Data from the US’s largest payroll processor ADP, showed an unexpected rise of 324K jobs in July versus the 189K predicted. The data reinforces the view that the US labor market is rock solid and inflation is likely to remain stubbornly high. The Federal Reserve is more likely to maintain interest rates higher for longer if more people are earning, and higher interest rates are positive for the US Dollar as they attract greater foreign capital inflows.
Australia’s largest export Iron Ore is also in decline, further hitting the Australian Dollar, with Chinese Iron Ore Futures reaching a new low for July in the $108s.
AUD/USD trades in the 0.65s as the US session gets underway.
AUD/USD is in a sideways trend on both the long and medium-term charts. The February high at 0.7158 is a key hurdle, which if vaulted, will alter the outlook to one that is more bullish longer term.
The 0.6458 low established in June is a key level for bears, which if breached decisively, would give the chart a more bearish overtone. Price is currently moving down nearer to this key low.
Australian Dollar vs US Dollar: Weekly Chart
Price has now broken cleanly through the confluence of moving averages (MA) close to 0.6700, made up of most of the major SMAs – the 50-week, 50-day and 100-day. The breaching of this key support and resistance level is a bearish sign.
Australian Dollar vs US Dollar: Daily Chart
It is possible price may have completed a Measured Move pattern or three wave ABC correction (see daily chart), in July. If so, there is a chance it may be about to start a short-term upcycle. Given how bearish price action is at the moment, however, the chances of this scenario unfolding are diminishing by the hour.

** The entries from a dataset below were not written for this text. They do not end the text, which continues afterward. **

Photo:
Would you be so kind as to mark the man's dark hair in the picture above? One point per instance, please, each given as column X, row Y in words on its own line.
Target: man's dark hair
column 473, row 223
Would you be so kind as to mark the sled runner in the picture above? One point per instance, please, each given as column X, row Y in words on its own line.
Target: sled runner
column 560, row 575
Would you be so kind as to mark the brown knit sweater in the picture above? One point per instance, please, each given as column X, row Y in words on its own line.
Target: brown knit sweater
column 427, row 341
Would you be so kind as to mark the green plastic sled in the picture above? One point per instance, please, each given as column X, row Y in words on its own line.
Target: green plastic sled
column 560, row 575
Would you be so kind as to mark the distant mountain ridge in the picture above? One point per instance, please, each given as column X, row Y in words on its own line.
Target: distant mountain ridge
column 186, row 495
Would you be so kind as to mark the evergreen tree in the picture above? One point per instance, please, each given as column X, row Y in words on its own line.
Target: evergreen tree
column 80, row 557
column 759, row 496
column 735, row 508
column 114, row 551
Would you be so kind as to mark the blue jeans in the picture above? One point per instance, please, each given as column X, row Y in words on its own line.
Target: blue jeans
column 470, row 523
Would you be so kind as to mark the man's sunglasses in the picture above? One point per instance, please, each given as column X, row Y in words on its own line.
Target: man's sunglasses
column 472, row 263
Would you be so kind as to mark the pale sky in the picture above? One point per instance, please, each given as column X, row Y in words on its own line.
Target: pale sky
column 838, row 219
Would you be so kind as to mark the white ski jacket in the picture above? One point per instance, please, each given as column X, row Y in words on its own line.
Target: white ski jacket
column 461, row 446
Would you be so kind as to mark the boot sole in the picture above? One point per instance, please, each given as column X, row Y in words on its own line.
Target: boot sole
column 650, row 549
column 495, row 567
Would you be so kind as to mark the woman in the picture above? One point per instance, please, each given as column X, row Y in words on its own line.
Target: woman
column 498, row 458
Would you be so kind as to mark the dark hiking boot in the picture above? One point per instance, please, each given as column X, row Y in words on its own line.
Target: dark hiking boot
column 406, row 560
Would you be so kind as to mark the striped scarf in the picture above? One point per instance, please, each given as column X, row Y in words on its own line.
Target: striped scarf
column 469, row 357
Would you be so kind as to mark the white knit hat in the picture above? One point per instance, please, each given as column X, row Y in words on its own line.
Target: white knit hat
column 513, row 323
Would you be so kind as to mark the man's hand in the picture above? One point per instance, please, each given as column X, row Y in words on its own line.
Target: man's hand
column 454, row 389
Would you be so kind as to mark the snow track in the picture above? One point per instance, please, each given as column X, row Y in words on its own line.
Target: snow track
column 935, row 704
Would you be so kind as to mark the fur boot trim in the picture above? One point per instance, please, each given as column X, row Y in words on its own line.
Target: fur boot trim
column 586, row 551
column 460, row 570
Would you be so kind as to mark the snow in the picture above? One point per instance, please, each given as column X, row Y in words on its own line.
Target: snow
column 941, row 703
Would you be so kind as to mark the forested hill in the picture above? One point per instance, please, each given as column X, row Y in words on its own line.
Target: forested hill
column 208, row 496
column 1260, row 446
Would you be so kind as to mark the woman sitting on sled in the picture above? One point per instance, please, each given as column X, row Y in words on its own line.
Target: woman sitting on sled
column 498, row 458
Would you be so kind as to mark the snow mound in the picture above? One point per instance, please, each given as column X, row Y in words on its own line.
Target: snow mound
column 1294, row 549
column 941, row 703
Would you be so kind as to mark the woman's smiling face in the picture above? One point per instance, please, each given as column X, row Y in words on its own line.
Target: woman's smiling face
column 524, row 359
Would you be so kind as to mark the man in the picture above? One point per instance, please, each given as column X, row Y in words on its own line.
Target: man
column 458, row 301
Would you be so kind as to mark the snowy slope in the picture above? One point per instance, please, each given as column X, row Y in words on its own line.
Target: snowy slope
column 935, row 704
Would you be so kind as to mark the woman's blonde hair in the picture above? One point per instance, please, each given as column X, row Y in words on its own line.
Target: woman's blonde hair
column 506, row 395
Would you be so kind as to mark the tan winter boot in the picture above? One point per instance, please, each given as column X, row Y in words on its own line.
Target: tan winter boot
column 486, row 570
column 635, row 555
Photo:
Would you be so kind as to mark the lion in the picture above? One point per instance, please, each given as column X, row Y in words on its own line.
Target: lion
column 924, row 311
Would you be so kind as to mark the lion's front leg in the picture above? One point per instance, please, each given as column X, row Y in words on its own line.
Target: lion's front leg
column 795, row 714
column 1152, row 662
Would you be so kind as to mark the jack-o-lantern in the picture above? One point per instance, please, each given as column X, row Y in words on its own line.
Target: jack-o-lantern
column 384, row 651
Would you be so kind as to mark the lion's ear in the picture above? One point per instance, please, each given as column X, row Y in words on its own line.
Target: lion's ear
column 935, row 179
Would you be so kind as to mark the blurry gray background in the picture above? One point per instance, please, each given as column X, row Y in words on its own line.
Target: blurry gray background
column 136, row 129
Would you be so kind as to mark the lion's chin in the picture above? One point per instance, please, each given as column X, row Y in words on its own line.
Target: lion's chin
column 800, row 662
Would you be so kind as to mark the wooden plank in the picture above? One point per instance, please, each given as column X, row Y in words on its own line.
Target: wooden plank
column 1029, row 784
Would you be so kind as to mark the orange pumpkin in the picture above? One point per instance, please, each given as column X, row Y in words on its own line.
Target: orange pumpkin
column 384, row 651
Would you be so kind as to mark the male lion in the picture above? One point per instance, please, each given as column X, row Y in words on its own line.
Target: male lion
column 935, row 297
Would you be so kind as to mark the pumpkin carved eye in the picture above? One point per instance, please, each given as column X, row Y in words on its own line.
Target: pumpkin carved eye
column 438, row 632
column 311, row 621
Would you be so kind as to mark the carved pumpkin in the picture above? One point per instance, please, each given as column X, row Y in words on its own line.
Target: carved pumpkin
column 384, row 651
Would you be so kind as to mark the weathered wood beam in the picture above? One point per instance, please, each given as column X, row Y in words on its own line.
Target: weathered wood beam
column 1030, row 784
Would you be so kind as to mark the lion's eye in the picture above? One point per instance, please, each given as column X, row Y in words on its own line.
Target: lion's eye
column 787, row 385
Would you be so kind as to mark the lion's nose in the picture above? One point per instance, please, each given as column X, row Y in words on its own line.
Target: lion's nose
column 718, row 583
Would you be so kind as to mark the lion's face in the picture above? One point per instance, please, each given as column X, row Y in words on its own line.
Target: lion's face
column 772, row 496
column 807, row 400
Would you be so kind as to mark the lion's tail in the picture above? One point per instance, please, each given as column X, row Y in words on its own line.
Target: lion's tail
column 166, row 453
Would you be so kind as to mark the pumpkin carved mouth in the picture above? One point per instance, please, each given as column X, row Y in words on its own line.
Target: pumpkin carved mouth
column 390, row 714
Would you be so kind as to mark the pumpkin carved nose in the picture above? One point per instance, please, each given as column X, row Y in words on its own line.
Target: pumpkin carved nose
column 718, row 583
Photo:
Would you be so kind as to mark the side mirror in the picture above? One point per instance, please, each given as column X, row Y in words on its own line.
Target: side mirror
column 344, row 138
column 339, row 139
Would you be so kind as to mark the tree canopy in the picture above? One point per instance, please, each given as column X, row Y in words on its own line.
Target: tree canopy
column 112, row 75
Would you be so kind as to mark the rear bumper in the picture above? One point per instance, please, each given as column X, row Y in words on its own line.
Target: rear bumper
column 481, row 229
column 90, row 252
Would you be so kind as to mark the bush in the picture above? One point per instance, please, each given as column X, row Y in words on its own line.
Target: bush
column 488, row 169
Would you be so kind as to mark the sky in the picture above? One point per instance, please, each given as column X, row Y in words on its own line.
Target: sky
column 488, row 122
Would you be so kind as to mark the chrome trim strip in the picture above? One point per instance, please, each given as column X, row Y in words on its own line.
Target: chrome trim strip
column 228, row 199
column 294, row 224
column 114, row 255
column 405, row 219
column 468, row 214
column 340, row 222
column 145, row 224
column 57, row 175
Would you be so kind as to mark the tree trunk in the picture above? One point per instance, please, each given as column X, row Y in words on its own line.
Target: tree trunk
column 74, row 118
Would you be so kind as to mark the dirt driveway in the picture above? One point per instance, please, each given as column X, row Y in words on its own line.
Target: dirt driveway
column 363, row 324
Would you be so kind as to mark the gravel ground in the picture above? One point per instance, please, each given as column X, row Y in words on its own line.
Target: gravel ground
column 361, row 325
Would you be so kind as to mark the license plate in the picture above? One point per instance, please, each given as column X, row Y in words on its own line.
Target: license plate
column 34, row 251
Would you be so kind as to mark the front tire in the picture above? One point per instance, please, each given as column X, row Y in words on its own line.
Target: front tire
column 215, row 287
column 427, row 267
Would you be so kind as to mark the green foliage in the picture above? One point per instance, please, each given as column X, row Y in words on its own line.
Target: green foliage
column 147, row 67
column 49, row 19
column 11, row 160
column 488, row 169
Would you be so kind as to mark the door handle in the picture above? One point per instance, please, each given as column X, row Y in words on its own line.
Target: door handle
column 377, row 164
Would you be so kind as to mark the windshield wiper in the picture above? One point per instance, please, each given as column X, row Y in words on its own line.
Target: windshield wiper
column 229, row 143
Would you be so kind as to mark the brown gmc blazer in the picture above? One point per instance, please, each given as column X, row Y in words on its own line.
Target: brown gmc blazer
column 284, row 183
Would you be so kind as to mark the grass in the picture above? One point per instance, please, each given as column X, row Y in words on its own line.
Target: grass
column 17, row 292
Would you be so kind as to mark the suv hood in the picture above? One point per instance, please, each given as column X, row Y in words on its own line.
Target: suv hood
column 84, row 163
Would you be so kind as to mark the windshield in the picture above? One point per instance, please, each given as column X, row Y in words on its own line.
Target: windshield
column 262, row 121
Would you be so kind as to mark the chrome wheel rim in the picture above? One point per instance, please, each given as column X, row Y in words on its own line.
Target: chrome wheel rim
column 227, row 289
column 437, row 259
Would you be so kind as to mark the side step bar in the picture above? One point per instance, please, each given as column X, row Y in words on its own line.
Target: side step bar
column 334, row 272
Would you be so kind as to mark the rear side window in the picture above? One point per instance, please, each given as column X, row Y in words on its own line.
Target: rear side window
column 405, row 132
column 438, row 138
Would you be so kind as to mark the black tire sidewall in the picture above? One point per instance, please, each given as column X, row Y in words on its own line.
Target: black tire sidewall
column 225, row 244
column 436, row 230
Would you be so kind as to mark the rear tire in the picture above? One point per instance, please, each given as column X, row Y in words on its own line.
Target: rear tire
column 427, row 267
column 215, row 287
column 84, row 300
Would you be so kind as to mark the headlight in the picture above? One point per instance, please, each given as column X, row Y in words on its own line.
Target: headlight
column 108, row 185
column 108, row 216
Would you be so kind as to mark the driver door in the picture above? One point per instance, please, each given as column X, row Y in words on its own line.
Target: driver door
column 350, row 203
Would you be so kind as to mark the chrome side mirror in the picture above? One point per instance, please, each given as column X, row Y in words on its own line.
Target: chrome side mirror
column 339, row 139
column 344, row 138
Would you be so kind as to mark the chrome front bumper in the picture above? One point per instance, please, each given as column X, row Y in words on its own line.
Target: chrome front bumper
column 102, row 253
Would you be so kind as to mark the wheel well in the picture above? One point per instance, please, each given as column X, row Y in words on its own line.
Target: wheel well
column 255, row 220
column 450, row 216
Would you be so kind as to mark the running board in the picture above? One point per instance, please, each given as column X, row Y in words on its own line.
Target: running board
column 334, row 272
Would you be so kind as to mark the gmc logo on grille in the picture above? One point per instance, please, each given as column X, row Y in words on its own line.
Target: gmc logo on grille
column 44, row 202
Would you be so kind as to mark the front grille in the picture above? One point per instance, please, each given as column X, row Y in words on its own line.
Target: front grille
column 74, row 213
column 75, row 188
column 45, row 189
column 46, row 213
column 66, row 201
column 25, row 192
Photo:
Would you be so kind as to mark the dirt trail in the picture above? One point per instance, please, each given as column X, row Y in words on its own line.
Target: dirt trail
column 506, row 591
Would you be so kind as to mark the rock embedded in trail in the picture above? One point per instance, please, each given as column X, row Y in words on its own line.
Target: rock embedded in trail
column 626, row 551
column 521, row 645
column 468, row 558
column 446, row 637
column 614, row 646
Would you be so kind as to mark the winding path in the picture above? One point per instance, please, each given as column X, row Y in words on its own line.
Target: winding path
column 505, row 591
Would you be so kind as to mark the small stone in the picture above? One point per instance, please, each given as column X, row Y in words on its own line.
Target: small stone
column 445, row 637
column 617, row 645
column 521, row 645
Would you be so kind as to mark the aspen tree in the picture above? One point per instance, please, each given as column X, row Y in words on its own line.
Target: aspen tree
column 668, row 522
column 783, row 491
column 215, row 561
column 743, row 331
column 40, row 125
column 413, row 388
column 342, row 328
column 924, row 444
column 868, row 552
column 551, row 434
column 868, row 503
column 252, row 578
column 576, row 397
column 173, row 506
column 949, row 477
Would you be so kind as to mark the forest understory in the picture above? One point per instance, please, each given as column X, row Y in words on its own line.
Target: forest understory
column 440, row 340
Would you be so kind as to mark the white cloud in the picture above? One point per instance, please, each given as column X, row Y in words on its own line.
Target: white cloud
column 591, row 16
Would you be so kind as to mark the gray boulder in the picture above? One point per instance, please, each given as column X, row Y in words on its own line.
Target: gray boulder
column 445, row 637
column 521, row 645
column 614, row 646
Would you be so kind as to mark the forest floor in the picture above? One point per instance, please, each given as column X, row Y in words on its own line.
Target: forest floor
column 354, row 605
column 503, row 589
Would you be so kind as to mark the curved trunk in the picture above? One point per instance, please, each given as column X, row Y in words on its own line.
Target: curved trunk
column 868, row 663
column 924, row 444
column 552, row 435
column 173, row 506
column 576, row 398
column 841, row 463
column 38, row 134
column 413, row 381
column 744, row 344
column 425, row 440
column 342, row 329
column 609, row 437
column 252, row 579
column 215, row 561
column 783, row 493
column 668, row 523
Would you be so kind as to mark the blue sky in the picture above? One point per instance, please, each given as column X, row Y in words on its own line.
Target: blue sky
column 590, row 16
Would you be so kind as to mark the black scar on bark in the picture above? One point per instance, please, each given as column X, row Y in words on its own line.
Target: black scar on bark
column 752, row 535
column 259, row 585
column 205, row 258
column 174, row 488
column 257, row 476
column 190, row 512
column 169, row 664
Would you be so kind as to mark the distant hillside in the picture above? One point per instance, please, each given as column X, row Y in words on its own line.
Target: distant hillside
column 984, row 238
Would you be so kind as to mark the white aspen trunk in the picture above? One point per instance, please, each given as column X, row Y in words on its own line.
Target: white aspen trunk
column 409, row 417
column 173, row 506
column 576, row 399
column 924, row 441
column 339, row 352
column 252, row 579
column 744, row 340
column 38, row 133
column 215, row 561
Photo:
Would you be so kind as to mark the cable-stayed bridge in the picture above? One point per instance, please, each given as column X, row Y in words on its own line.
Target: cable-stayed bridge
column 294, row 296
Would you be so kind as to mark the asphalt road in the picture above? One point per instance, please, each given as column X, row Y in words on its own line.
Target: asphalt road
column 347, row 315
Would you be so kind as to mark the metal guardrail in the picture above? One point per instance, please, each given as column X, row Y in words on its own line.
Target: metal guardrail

AUD/USD has now also broken below the 0.6600 June lows on an intraday basis, and a continuation down to the key May lows at 0.6460, is quite possible. A decisive break below them would open the way for a move down to 0.6170 and the 2022 lows.
Because the pair is in a sideways trend on the higher time-frame charts, the probabilities do not favor either bears or bulls overall – nor is the Relative Strength Index (RSI) providing much insight on either timeframe.
In technical terms, a ‘decisive break’ consists of a long daily candlestick, which pierces cleanly above or below the critical level in question and then closes near to the high or low of the day. It can also mean three up or down days in a row that break cleanly above or below the level, with the final day closing near its high or low and a decent distance away from the level.